Four boxes of snakes fireworks.I don't mean to suggest that I dislike fireworks, I just haven't gone near them since the sister and I had an accident with some firecrackers. I was a teen, she was a child, and we both lost our hearing for several minutes when she mistakenly picked up a firecracker we'd lit, thinking it had exploded, only to find out, as she went to drop it into the bucket I was holding, that it was not so. As it turned out, the sister's hearing only partially recovered.

Still, I have many happy memories of fireworks. My first love--and the first fireworks I can recall actually lighting myself--were snakes, as seen here in this colorful packaging photo. I don't know the details of how they work or what they're made of, but they are sold as pellets in a matchbox-size box. When you hold a match to the pellet they quickly grow to long snaky lengths while giving off a noxious cloud of smoke that tends to attract attention. This can be a problem, because snakes also leave a long sooty stain behind them, guaranteed to anger the adult whose driveway or patio the snake was lit on.

I was also fond of ground flowers, spinning fireworks that use persistence of vision to create the illusion of a flower image. However, I was usually attracted to a certain type of fireworks first by its packaging, and only later by its display. These paintings inspired by firecracker labels show some of what I found appealing about fireworks packaging. But it was not just the graphics I was attracted to, it was also the inventive product names, like "Inferno" or "Delerium Fountain."

While perusing this online gallery of fireworks packaging, I was taken aback at how indiscriminately racist some of the older packaging was. No group was safe, apparently, as the advertising for the "Geo'gia Cracker" attests. Of course, stupidity seems to go hand in hand with fireworks. One past July 4, while visiting relatives in a rural area, I insisted on "staying with the truck" while an older male relative traipsed off into the dry brush with a squadron of kids and several handfuls of bottle rockets.

"Oh no," I protested, hanging out of the cab, "I'm comfortable right here."

Comments (5)

Joe G.:

The devil plays with firecrakcers.

Rose:

I've been nervous about them for years, since at age 10 or so in a non-fireworks setting a match I was lighting sort exploded on me and burned my thumb painfully. I remember spending the 4th in my early teen years shut in my bedroom thinking, "Little children are out there losing their hands right now." Even now I prefer to stick to sparklers and leave the big displays to the professionals.

Teresa:

Joe, I think the devil does more than that. I believe he markets his very own brand of fireworks, called "Red Devil." During the medieval period, I think fireworks on the Christian stage were supposed to stand for the devil farts. If you transfer that metaphor to the present day, then nationalist fireworks = sign of Satan's gas.

Teresa:

Rose,
I have a vague memory of my sister's hand being burned in our fireworks accident as well. Perhaps the sister will chime in here and clarify.

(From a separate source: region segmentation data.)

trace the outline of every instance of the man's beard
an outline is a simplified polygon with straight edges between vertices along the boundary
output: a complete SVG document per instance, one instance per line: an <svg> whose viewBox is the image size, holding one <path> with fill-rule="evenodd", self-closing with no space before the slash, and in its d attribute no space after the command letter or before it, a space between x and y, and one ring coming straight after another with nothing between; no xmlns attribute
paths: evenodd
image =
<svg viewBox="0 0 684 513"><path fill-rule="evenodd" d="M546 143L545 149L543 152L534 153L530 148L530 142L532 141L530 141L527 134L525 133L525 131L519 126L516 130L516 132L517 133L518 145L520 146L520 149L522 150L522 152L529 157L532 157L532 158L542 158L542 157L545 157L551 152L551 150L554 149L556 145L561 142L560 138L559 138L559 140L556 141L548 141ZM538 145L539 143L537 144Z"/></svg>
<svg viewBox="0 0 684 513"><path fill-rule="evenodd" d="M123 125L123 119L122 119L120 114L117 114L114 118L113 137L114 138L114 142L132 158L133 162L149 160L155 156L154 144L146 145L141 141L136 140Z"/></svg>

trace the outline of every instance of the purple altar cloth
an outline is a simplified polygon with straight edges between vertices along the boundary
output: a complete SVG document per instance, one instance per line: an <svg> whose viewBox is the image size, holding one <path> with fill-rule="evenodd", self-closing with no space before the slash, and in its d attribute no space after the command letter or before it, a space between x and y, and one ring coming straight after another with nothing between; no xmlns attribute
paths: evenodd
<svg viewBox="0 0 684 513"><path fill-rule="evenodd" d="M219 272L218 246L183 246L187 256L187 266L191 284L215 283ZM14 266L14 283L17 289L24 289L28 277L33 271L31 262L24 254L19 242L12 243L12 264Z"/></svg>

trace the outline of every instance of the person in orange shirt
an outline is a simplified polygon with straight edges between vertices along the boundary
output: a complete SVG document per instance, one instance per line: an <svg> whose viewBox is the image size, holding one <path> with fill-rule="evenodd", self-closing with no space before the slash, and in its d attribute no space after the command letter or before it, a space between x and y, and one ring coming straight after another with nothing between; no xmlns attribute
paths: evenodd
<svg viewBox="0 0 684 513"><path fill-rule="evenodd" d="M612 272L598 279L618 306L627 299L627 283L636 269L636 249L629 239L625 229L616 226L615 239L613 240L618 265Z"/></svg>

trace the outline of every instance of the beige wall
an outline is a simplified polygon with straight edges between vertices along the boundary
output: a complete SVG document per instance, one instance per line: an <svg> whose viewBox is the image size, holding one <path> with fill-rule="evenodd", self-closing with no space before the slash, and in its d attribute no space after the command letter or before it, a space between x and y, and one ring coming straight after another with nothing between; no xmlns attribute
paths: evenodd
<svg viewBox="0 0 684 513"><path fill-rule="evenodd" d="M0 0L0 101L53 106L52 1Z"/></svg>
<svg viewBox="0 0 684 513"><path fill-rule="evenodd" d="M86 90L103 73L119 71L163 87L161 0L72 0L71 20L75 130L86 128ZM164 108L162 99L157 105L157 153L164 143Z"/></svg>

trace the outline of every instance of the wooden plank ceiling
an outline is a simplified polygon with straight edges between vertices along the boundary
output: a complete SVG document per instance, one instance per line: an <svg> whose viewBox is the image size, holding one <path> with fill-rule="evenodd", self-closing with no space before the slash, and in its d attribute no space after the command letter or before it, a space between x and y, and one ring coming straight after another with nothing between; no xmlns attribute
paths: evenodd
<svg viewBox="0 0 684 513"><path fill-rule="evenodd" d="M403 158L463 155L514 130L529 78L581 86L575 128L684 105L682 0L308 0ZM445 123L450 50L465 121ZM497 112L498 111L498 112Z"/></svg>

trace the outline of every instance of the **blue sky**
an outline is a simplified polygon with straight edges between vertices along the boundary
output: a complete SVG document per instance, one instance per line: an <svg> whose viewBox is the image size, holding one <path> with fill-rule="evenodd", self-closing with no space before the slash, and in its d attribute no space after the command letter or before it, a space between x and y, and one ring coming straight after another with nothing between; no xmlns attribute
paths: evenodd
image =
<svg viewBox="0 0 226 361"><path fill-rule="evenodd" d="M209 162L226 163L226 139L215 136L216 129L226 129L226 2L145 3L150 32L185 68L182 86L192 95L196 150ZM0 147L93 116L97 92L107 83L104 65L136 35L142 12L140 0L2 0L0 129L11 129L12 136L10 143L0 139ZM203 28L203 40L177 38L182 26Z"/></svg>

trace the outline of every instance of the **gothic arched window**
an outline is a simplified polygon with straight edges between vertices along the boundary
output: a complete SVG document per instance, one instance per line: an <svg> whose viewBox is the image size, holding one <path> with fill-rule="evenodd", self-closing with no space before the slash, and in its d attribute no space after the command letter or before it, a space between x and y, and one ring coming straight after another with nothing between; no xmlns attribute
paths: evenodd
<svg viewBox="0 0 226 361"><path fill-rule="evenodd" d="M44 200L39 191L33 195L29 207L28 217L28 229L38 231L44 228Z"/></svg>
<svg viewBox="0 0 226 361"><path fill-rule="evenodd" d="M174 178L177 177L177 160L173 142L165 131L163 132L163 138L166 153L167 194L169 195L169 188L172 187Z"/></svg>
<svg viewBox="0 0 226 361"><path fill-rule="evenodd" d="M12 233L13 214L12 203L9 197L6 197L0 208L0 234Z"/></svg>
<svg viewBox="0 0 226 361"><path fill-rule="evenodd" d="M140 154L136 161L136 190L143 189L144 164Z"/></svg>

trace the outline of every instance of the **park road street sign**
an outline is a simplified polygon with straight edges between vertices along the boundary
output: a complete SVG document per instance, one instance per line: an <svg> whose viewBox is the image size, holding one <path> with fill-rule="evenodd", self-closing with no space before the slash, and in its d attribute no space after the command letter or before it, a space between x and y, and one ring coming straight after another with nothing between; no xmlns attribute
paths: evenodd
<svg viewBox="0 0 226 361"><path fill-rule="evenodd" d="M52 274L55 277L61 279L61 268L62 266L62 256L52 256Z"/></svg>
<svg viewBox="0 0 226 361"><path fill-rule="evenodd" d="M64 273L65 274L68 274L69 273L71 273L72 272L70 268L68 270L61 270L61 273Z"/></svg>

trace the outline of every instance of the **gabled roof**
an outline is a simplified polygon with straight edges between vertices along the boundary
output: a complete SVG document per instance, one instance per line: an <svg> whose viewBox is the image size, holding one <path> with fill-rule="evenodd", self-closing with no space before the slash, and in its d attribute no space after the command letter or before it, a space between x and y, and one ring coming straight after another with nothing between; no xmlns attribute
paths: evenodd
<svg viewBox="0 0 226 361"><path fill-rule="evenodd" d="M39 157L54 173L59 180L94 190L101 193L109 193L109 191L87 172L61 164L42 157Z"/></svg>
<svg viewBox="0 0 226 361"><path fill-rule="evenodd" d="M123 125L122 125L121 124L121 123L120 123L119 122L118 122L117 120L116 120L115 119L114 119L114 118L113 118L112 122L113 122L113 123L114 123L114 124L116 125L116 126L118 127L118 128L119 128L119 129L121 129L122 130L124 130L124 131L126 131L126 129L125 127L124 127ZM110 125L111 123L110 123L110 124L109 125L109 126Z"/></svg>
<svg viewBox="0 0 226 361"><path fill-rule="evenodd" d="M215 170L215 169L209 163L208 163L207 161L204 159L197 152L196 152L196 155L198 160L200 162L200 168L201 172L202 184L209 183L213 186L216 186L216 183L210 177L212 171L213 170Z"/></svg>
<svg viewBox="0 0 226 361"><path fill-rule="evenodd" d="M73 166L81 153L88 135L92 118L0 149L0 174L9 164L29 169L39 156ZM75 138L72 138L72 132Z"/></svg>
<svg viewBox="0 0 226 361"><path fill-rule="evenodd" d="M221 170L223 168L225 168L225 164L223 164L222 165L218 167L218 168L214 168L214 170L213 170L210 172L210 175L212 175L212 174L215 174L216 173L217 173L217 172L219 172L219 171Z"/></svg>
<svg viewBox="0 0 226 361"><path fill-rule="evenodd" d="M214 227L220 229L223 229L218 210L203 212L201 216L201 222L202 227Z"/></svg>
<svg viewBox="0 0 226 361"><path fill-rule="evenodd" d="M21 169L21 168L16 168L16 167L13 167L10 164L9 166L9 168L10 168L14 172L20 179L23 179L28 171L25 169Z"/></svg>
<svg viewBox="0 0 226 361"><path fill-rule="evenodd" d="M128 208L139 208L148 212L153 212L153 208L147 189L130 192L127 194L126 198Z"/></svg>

It's too bad that the social climate in the U.S. doesn't allow people to make helpful, well-intended suggestions like, "Maybe that revolver might be too big for your son? or "I'm not sure an intersection is a good place for that baby carriage. Perhaps you should lift it onto the curb." People are so defensive about their parenting rights, you just have to cross your fingers and hope for the best.

Joe G.:

"...nationalist fireworks = sign of Satan's gas."

I think Passolini, in his "Sodom" movie, had a sequence where the devil farts with fireworks and a smattering of feces. However, I can't recall exactly since it's been a long time since seeing the movie.

I like the notion that "nationalist fireworks" is a sign of the devil's gas...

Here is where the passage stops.